The distribution of dividends
When an individual participates in a company, whether in a personal capacity or as a legal entity, they do so with the expectation and confidence that the company will generate profits. Shareholders or members are afforded the opportunity to reap the returns on their investment in the company. Under our legal system, this is characterised as a mere expectation and is realised through dividends. Such dividends are approved at a General Meeting by the legally required majority, namely, an ordinary majority in private limited companies (S.L.) and a simple majority in public limited companies (S.A.), unless otherwise provided for in the articles of association. These dividends derive from the company’s profits and are distributed among the shareholders in the agreed proportions.
Requirements for the distribution of dividends
However, dividends may only be distributed once the following requirements have been met, the purpose of which is to ensure, as far as possible, the company’s continued viability.
Requirements to be met prior to distribution
- Legal or mandatory reserves, whether statutory or voluntary, must be complied with. This facilitates self-financing to cover potential risks. Freely distributable reserves must be at least equal to the book value of the assets corresponding to research and development as recorded in the balance sheet.
- There must be profits arising from the company’s overall activities.
- Net assets must be positive; that is, there must be no accumulated losses from previous financial years. If such losses exist, profits must first be applied to offset them. Furthermore, dividends may only be distributed out of distributable profits if the value of net assets is not, and as a result of the distribution does not become, lower than the company’s share capital, and provided that all other applicable financial and accounting criteria are satisfied.
Methods and timeframes for the distribution of dividends
The distribution of dividends, which may be made in cash or in kind, shall be agreed at the General Meeting. Contrary to common belief, it is not necessary to wait until the end of the financial year; the same General Meeting will determine the method of payment and the time at which it will be made, with a maximum period of 12 months from the date of the resolution. If no specific timeframe is stipulated, payment shall be deemed to be made at the company’s registered office on the day following the resolution. It should also be noted that the right to claim dividends is subject to a limitation period of five years, calculated from the first date on which payment could have been made.
As a general rule, in private limited companies (S.L.) dividends are distributed in proportion to each member’s holding in the share capital, whereas in public limited companies (S.A.) distribution is based on the paid-up share capital.

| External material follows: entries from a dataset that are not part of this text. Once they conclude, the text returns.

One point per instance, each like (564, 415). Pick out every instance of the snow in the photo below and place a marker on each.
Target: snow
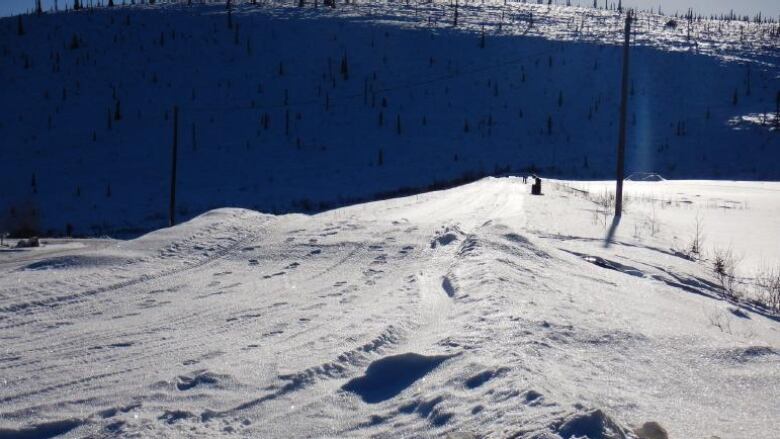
(478, 311)
(405, 62)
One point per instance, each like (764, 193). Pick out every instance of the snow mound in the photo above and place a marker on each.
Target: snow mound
(389, 376)
(592, 425)
(645, 176)
(44, 430)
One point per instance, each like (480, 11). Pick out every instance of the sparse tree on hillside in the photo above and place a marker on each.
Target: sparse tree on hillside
(344, 67)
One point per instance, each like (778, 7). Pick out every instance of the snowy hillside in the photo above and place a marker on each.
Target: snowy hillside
(478, 311)
(288, 109)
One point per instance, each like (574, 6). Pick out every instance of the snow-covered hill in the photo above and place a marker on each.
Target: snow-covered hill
(270, 120)
(479, 311)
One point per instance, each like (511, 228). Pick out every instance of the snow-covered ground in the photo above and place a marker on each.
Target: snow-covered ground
(479, 311)
(270, 121)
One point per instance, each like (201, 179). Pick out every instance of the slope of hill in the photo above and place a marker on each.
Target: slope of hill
(478, 311)
(296, 109)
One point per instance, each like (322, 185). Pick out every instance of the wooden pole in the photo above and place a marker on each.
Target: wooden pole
(172, 209)
(623, 109)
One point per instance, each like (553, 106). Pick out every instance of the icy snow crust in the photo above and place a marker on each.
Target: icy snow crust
(478, 311)
(269, 122)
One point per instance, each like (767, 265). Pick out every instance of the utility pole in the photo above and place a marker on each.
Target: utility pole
(455, 24)
(172, 209)
(623, 109)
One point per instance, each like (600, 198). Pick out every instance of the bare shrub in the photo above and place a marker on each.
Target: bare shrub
(697, 240)
(768, 284)
(724, 266)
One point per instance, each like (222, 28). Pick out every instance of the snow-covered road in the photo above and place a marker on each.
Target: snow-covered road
(478, 311)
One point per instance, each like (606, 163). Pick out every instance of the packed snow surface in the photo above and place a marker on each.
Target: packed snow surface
(479, 311)
(301, 109)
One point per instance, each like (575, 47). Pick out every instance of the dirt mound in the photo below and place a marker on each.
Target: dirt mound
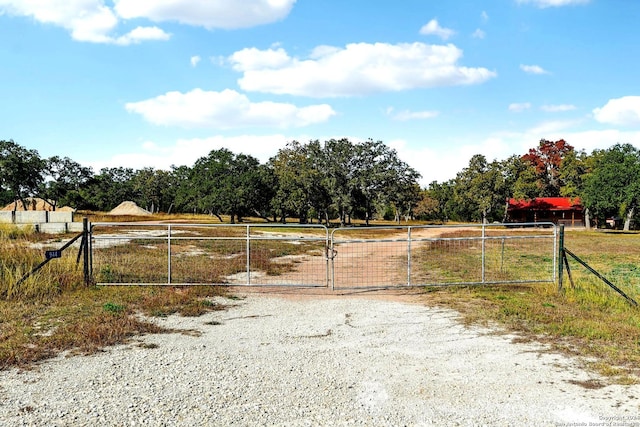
(129, 208)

However, this rule may be modified by the company’s articles of association, provided that the prohibition of the so-called “leonine agreement”, which would exclude any shareholder or member from participation in profits or losses, is not infringed.

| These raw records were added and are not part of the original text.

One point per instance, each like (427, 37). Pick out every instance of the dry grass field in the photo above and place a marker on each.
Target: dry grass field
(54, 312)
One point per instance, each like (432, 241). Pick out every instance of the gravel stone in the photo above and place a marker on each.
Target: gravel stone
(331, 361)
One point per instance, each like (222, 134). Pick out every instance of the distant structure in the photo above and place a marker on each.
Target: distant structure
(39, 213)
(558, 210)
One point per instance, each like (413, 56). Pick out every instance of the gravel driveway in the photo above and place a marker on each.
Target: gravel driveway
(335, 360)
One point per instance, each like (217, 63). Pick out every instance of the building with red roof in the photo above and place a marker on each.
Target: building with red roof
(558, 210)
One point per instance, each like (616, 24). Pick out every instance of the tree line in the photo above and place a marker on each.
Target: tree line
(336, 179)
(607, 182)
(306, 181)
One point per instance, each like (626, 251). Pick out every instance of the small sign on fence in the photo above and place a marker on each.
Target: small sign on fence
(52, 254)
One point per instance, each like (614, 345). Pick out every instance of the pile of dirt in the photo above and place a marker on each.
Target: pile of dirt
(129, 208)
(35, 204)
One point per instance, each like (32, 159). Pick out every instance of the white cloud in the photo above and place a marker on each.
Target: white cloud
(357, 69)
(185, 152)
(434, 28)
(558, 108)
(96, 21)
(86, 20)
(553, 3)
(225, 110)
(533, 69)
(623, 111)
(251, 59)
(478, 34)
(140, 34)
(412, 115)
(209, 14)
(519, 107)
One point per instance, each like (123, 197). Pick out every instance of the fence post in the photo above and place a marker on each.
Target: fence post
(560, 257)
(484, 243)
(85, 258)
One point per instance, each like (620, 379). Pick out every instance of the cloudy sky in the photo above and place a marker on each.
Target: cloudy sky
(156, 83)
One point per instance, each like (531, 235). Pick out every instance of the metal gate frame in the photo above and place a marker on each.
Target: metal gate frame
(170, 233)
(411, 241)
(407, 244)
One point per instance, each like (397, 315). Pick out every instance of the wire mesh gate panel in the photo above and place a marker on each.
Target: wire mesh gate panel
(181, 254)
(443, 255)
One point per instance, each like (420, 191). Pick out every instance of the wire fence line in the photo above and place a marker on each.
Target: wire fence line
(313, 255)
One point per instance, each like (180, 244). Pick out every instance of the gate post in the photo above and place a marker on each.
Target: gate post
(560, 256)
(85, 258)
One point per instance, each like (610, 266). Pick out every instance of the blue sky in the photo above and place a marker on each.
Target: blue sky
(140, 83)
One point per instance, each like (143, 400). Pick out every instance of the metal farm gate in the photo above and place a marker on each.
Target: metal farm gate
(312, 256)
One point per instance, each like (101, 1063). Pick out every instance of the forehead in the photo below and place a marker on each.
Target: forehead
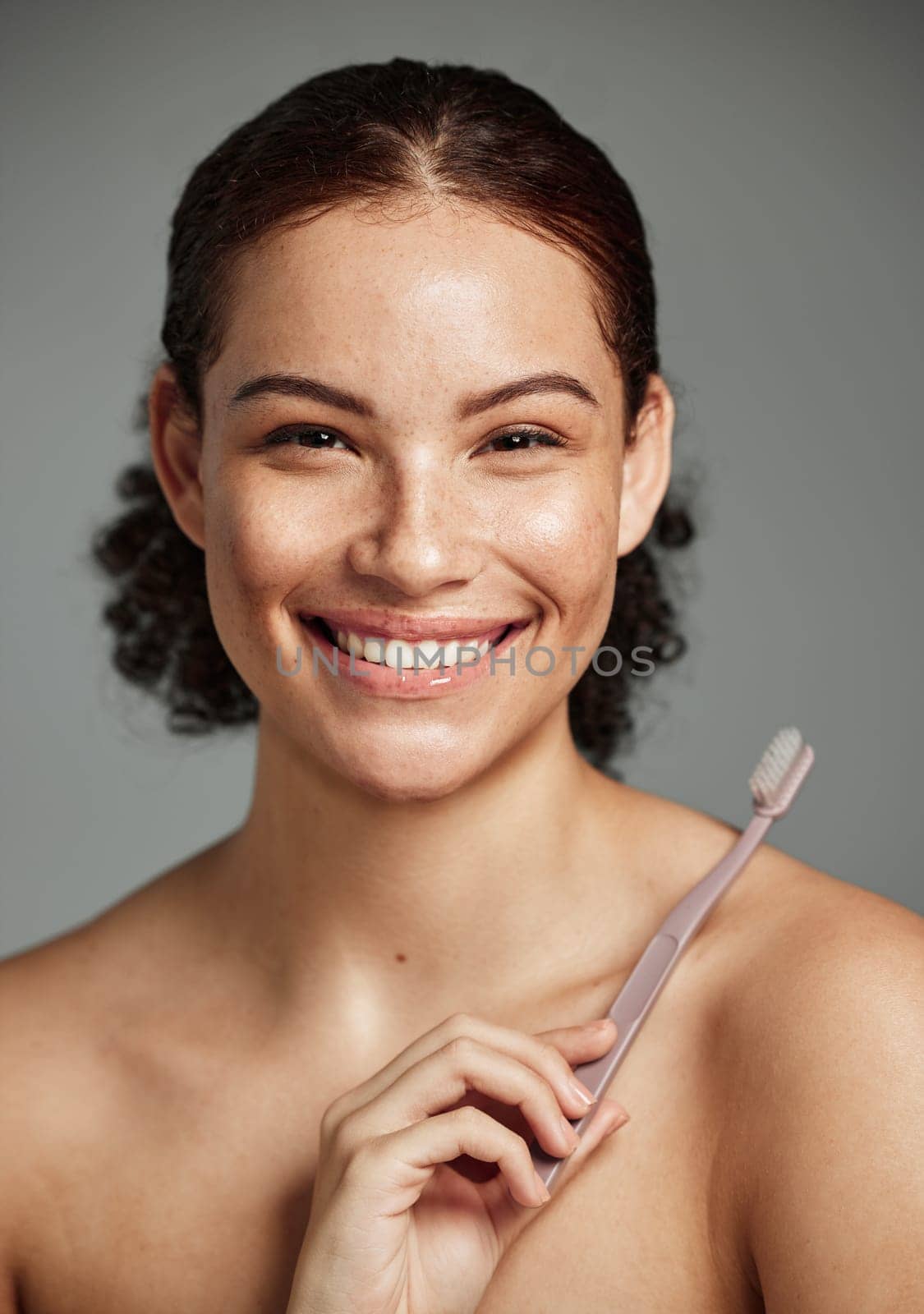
(444, 296)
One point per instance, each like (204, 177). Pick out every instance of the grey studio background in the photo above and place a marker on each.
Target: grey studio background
(775, 155)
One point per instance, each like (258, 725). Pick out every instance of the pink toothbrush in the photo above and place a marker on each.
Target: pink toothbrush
(775, 783)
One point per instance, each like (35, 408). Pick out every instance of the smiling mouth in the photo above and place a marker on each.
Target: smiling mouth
(330, 635)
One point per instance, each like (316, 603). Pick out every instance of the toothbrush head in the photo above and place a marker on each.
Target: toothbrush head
(779, 775)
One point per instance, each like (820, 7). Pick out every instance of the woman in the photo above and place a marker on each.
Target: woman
(411, 391)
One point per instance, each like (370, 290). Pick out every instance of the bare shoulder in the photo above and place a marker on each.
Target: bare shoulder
(823, 1045)
(69, 1011)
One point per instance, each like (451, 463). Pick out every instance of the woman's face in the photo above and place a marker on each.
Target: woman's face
(417, 508)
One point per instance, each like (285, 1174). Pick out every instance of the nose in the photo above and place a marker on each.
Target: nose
(424, 532)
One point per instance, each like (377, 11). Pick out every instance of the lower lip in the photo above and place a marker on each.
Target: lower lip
(380, 681)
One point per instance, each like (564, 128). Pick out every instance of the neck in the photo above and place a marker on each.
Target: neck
(516, 887)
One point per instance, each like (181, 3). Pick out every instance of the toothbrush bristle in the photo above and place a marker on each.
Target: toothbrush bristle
(781, 770)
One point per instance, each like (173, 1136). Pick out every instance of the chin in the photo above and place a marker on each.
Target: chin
(391, 769)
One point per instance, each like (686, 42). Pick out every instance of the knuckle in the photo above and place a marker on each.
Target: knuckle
(361, 1158)
(457, 1024)
(346, 1136)
(552, 1057)
(468, 1119)
(460, 1049)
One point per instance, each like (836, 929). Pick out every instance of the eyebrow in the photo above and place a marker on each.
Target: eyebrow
(315, 391)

Where the articles of association provide for a minimum dividend in respect of certain shares or holdings, the holders thereof shall have priority in distribution, even over the remuneration of directors, who may only be paid once the legal and statutory reserves have been satisfied.
What happens if no distribution is made or if it is made incorrectly?

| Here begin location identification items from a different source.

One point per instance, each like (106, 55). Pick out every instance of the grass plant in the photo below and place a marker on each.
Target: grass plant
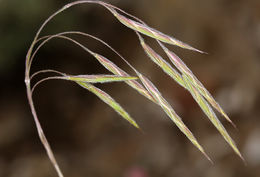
(177, 70)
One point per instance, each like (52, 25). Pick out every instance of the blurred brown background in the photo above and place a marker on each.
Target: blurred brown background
(87, 136)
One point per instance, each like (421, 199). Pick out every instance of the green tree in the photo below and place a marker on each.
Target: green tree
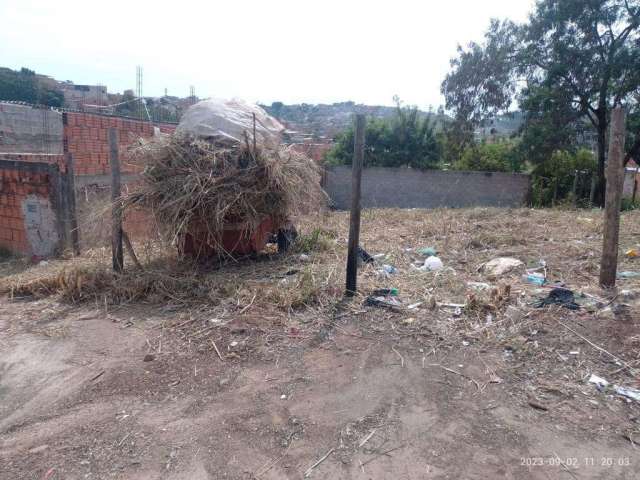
(554, 178)
(500, 156)
(406, 139)
(585, 51)
(25, 86)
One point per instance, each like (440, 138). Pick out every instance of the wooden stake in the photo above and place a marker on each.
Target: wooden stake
(613, 199)
(354, 222)
(129, 247)
(71, 195)
(116, 212)
(254, 133)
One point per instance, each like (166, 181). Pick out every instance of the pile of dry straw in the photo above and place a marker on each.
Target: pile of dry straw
(190, 183)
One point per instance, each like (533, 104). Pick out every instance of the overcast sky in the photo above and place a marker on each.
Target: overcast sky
(291, 51)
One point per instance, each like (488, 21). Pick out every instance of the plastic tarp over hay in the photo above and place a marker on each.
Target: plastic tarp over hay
(218, 119)
(212, 191)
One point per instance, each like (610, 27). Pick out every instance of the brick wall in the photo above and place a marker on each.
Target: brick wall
(409, 188)
(31, 130)
(315, 151)
(86, 138)
(29, 213)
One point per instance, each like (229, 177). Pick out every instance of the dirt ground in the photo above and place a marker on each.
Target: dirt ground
(261, 385)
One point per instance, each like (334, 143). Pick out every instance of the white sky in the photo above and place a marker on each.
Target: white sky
(292, 51)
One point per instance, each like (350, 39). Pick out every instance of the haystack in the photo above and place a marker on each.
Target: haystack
(205, 184)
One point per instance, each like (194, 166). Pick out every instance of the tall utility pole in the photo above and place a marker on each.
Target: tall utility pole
(613, 199)
(139, 90)
(354, 219)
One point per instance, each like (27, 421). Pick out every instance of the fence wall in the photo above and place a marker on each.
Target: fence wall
(86, 138)
(409, 188)
(24, 129)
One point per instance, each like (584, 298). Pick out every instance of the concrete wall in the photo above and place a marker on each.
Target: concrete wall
(24, 129)
(408, 188)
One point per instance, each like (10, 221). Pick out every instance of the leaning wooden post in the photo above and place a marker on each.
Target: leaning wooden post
(354, 222)
(71, 199)
(613, 199)
(116, 210)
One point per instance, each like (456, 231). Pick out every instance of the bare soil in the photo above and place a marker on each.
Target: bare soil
(336, 389)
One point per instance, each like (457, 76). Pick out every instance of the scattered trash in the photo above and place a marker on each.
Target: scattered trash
(559, 296)
(501, 265)
(385, 291)
(388, 269)
(602, 384)
(535, 278)
(628, 274)
(513, 313)
(431, 264)
(535, 403)
(632, 393)
(427, 252)
(479, 285)
(364, 255)
(385, 302)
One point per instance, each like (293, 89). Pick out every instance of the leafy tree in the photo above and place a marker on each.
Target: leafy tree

If a distribution is made incorrectly, the dividends must be repaid with statutory interest, provided that the company can demonstrate that the recipients were aware of the irregularity or, in the circumstances, could not reasonably have been unaware of it.
It is important to emphasise that, once the distribution of dividends has been approved, the shareholder becomes a creditor of the company and is entitled to payment. The General Meeting may not subsequently amend or revoke the resolution without the consent of the affected party.
If no dividends are distributed and the company has generated profits over the previous three financial years, a minority shareholder may exercise a right of withdrawal, unless otherwise provided in the articles of association. Furthermore, after five financial years have elapsed since the company’s registration with the Mercantile Registry, any shareholder who has formally recorded their objection to the insufficiency of the dividends declared shall have a right of withdrawal if the General Meeting does not resolve to distribute at least 25% of the distributable profits from the preceding financial year.
However, even where this condition is met, the right of withdrawal shall not arise if the total dividends distributed over the previous five years amount to at least 25% of the distributable profits recorded during that period.